Iris segmentation plays a pivotal role in the iris recognition system. The deep learning technique developed in recent years has gradually been applied to iris recognition techniques. As we all know, applying deep learning techniques requires a large number of data sets with high-quality manual labels. The larger the amount of data, the better the algorithm performs. In this paper, we propose a self-supervised framework utilizing the pix2pix conditional adversarial network for generating unlimited diversified iris images. Then, the generated iris images are used to train the iris segmentation network to achieve state-of-the-art performance. We also propose an algorithm to generate iris masks based on 11 tunable parameters, which can be generated randomly.
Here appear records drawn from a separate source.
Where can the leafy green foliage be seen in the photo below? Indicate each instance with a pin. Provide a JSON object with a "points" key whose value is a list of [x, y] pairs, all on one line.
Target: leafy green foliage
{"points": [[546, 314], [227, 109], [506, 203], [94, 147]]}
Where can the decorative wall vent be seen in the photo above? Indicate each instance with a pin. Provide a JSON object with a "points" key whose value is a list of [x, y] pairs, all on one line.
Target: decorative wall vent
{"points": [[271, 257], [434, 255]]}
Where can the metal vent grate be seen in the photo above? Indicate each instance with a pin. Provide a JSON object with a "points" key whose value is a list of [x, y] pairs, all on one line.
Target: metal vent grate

Such a framework can generate an unlimited amount of photo-realistic training data for down-stream tasks. Experimental results demonstrate that the proposed framework achieved promising results in all commonly used metrics. The proposed framework can be easily generalized to any object segmentation task with a simple fine-tuning of the mask generation algorithm.

Highlights

  • Over the past few years, iris recognition has emerged as one of the most suitable and trustworthy biometric modalities among those currently available in the private sector [1–4]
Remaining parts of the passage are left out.